The U.S. Preventive Services Task Force recommends clinicians screen children aged 6 years or older for obesity and offer or refer children with obesity to intensive weight management programs. This study explores clinician awareness of weight management programs meeting the recommendation, adherence to the recommendation of screening and referral, and associations between provider and practice characteristics and weight management program referrals.
This cross-sectional study used data from the DocStyles survey 2017, a web-based panel survey, analyzed in 2017. Among 1,023 clinicians who see pediatric patients, this study examined clinician awareness of weight management programs in their communities that met the recommendation, practice of screening for childhood obesity, and referral to weight management programs. Multivariable logistic regression estimated associations between the demographic and practice characteristics of clinicians and weight management program referrals.
Only 24.6% of surveyed clinicians were aware of a weight management program that met the U.S. Preventive Services Task Force recommendation in their community; of those aware, 88.9% referred patients to these weight management programs. Most (83.6%) clinicians screened children for obesity in ≥75% of visits. Overall, 53.5% of clinicians provided referrals to weight management programs. Referral was higher among female clinicians and clinicians serving mostly middle-income patients. Providers without teaching hospital privileges had lower odds of referral.
Adherence to clinical recommendations is essential to curbing the childhood obesity epidemic.

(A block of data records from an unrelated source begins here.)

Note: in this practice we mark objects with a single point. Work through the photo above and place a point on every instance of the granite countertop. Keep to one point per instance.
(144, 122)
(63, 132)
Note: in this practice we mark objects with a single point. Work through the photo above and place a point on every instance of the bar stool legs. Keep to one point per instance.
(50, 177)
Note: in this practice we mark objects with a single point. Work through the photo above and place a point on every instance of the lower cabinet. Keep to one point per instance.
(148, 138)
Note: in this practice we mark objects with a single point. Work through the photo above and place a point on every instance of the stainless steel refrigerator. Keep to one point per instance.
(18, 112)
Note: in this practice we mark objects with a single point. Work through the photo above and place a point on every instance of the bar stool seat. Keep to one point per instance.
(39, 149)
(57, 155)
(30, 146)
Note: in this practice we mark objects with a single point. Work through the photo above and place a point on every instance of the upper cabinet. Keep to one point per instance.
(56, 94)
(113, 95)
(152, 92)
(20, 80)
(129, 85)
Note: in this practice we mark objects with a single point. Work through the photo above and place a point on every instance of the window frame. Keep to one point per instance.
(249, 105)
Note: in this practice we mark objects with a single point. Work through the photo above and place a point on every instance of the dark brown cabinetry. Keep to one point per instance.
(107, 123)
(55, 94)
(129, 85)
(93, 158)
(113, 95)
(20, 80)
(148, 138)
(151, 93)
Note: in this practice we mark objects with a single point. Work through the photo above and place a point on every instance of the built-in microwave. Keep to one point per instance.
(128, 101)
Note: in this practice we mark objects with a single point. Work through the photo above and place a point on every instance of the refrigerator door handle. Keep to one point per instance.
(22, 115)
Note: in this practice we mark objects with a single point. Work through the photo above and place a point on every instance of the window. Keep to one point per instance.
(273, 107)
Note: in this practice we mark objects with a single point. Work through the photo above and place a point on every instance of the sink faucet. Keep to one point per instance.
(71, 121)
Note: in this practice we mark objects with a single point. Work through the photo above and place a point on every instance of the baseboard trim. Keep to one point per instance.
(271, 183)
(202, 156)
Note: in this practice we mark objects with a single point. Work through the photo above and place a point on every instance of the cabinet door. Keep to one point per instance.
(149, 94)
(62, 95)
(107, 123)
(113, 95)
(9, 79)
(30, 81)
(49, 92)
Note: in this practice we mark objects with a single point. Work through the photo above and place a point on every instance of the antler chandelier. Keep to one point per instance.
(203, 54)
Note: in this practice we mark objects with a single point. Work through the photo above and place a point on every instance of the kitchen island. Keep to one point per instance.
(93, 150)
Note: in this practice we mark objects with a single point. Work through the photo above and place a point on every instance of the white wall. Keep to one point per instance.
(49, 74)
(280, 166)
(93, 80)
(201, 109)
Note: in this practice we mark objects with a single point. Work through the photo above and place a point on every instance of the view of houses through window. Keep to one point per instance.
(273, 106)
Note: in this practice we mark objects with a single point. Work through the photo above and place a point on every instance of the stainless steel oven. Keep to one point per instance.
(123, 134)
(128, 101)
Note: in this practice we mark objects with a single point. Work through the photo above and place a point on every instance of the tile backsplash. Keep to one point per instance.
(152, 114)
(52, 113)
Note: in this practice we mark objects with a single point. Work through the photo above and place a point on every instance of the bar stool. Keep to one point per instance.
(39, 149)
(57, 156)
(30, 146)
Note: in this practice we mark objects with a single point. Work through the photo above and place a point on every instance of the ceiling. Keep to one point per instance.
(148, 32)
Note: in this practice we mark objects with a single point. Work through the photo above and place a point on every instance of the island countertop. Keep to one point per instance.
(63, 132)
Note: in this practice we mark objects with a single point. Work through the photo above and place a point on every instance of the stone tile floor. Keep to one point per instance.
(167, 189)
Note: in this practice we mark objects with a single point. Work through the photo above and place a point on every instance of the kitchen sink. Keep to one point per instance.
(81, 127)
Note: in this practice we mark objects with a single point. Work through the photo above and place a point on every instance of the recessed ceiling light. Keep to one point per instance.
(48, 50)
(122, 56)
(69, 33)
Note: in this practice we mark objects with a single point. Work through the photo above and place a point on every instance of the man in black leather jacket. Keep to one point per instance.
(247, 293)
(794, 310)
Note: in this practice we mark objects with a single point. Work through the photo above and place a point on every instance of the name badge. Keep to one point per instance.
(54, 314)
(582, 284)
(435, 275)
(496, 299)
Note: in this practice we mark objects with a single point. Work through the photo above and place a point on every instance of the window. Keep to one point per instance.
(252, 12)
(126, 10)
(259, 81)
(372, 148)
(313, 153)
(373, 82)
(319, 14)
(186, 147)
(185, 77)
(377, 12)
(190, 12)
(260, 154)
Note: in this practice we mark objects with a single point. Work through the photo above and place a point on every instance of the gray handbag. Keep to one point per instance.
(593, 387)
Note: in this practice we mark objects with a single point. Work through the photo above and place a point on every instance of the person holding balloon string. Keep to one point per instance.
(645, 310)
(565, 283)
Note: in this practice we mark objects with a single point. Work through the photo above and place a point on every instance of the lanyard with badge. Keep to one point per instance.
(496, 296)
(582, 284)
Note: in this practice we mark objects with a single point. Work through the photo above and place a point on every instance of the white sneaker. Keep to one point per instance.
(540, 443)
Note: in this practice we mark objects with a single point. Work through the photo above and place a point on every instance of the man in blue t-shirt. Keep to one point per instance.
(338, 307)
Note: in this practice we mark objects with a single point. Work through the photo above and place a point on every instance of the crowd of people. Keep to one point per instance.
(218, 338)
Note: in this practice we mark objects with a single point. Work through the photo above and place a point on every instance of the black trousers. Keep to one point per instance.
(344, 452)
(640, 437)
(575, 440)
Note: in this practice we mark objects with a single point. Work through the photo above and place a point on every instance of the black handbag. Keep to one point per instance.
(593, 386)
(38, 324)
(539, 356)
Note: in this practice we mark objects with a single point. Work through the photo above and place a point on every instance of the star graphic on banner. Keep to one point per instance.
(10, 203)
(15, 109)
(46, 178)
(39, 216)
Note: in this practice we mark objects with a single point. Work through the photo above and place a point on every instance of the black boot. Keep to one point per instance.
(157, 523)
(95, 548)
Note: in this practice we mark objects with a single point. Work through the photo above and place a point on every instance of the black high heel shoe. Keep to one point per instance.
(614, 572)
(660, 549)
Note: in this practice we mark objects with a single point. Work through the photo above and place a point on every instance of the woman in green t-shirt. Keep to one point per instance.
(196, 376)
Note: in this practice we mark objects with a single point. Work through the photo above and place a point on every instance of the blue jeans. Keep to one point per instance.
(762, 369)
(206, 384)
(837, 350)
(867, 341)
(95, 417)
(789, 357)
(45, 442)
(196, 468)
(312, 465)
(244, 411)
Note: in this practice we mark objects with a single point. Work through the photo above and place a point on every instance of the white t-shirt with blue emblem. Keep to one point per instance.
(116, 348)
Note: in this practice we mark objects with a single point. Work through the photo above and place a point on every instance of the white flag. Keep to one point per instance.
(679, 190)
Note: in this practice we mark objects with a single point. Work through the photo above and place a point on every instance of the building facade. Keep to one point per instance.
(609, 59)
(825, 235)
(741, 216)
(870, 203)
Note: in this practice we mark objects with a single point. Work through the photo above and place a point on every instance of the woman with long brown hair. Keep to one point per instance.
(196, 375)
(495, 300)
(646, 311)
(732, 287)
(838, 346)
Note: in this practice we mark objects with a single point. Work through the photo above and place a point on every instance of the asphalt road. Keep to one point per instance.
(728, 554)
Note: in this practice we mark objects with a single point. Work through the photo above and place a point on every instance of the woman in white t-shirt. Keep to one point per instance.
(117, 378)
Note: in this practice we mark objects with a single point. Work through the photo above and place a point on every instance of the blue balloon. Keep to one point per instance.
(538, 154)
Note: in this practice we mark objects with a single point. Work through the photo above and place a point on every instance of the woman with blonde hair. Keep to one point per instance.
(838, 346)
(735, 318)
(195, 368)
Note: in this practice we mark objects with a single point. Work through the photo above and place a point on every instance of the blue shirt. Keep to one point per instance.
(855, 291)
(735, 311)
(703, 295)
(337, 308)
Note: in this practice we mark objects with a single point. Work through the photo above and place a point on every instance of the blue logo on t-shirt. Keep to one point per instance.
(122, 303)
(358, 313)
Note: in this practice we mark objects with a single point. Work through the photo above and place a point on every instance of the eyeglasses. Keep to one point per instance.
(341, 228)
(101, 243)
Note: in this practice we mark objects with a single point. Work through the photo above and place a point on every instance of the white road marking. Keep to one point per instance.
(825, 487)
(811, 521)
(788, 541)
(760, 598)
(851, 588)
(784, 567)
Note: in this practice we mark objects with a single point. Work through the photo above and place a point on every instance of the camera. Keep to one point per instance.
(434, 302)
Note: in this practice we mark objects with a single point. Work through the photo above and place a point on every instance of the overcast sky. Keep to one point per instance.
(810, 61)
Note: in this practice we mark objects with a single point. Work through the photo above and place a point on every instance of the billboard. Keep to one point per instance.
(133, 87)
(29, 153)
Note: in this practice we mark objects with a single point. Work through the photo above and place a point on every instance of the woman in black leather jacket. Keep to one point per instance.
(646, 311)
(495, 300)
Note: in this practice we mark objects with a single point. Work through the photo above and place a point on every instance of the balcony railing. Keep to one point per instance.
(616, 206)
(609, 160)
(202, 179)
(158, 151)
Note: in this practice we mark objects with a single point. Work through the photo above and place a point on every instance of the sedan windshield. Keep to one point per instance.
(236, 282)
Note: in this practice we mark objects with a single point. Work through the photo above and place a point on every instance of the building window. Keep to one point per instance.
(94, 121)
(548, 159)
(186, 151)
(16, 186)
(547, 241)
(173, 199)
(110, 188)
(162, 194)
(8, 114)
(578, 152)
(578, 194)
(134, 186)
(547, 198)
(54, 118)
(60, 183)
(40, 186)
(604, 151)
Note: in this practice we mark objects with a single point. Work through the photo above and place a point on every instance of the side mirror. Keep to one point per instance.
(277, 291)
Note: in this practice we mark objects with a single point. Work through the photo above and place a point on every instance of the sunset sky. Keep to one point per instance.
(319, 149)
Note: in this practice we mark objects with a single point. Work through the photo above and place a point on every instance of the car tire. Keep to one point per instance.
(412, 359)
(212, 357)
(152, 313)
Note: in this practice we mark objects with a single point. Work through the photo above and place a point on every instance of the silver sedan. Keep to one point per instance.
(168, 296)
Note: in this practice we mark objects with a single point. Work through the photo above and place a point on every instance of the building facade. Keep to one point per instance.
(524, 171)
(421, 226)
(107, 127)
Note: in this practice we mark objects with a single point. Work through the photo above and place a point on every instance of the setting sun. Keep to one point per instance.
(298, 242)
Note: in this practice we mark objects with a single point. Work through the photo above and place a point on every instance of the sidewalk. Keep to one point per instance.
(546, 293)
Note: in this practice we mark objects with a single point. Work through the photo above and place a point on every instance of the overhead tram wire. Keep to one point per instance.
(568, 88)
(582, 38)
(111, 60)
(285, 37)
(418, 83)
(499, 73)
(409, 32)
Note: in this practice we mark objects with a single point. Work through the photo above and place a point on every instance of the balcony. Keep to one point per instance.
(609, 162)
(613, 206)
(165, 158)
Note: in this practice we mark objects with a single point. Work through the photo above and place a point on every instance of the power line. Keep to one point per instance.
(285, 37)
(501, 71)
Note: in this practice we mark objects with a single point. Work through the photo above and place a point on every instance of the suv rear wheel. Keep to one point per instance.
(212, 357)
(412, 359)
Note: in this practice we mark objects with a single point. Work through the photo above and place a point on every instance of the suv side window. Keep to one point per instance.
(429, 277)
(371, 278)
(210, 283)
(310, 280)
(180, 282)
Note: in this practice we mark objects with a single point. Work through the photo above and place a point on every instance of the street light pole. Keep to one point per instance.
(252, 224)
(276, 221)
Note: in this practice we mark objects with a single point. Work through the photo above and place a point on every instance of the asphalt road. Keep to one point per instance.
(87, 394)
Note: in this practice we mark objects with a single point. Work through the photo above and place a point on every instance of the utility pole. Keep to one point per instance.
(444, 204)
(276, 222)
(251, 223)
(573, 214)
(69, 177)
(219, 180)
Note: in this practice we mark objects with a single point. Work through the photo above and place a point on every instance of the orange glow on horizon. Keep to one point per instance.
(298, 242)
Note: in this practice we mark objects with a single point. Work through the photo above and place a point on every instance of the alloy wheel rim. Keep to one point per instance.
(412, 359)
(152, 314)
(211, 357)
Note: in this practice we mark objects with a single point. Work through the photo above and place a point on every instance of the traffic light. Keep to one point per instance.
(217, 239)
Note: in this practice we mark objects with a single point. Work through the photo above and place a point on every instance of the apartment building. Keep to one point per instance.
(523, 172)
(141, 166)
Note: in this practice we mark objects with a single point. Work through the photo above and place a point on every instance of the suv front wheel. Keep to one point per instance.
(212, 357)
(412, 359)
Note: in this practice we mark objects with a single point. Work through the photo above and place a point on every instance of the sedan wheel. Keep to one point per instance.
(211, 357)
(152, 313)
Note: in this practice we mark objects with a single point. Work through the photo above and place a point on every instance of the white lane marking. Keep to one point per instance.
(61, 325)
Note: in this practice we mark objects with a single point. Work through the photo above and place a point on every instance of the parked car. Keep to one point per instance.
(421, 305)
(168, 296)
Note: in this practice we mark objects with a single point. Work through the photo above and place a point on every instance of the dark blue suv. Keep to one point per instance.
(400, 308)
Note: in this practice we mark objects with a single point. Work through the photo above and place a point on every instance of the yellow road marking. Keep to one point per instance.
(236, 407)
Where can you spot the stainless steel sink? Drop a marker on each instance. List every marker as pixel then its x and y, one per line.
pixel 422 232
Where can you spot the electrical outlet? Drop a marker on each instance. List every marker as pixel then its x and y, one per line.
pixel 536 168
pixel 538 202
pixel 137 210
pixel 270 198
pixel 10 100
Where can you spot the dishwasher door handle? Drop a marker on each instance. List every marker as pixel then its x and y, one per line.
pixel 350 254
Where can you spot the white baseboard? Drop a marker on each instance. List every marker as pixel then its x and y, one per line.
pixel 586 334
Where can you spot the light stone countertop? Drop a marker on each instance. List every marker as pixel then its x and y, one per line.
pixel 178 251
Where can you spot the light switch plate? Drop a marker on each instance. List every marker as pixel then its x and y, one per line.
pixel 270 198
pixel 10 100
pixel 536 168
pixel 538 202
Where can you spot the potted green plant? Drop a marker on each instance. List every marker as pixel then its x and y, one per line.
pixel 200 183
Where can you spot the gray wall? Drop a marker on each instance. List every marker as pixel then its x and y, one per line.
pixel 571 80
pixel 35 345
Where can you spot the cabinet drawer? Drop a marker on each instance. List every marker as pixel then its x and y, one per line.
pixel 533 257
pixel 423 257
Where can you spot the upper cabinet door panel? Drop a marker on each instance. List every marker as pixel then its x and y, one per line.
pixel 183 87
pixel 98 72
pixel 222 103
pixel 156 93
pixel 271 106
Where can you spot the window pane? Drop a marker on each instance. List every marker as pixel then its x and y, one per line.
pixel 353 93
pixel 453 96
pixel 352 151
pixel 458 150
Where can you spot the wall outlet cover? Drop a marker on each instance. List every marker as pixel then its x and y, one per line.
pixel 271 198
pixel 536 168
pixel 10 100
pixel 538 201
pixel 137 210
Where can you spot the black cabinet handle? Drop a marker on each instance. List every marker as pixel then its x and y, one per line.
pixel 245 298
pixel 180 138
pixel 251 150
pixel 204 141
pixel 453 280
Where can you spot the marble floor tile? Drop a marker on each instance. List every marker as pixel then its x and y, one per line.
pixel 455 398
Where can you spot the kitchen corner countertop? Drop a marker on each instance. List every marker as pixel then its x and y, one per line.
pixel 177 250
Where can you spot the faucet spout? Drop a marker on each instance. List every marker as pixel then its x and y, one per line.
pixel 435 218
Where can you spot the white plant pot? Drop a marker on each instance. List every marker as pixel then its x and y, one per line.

Only one in four surveyed clinicians were aware of weight management programs in their community meeting U.S. Preventive Services Task Force criteria. Half of clinicians referred pediatric patients with obesity to a weight management program. Results suggest efforts are needed to increase awareness of, and referral to, weight management programs meeting the recommendation.
美国预防服务工作组建议临床医生对 6 岁或以上的儿童进行肥胖筛查,并为肥胖儿童提供或转介他们参加强化体重管理计划。本研究探讨了临床医生对符合建议的体重管理计划的知晓情况、筛查和转介建议的遵循情况,以及提供者和实践特征与体重管理计划转介之间的关联。
本横断面研究使用了 2017 年 DocStyles 调查的资料,这是一项基于网络的小组调查,于 2017 年进行了分析。在 1023 名看儿科患者的临床医生中,本研究调查了他们对所在社区符合建议的体重管理计划的知晓情况、对儿童肥胖症的筛查情况以及向体重管理计划的转介情况。多变量逻辑回归估计了临床医生的人口统计学和实践特征与体重管理计划转介之间的关联。
只有 24.6%的被调查临床医生了解他们所在社区符合美国预防服务工作组建议的体重管理计划;在了解这些计划的人中,88.9%将患者转介到这些体重管理计划。大多数(83.6%)临床医生在≥75%的就诊中对儿童进行肥胖筛查。总体而言,53.5%的临床医生向体重管理计划转介。女性临床医生和主要为中等收入患者服务的临床医生的转介率更高。没有教学医院特权的提供者转介的可能性较低。
遵守临床建议对于遏制儿童肥胖症的流行至关重要。在接受调查的临床医生中,只有四分之一的人了解他们所在社区符合美国预防服务工作组标准的体重管理计划。一半的临床医生将肥胖的儿科患者转介到体重管理计划。结果表明,需要努力提高对符合建议的体重管理计划的认识和转介。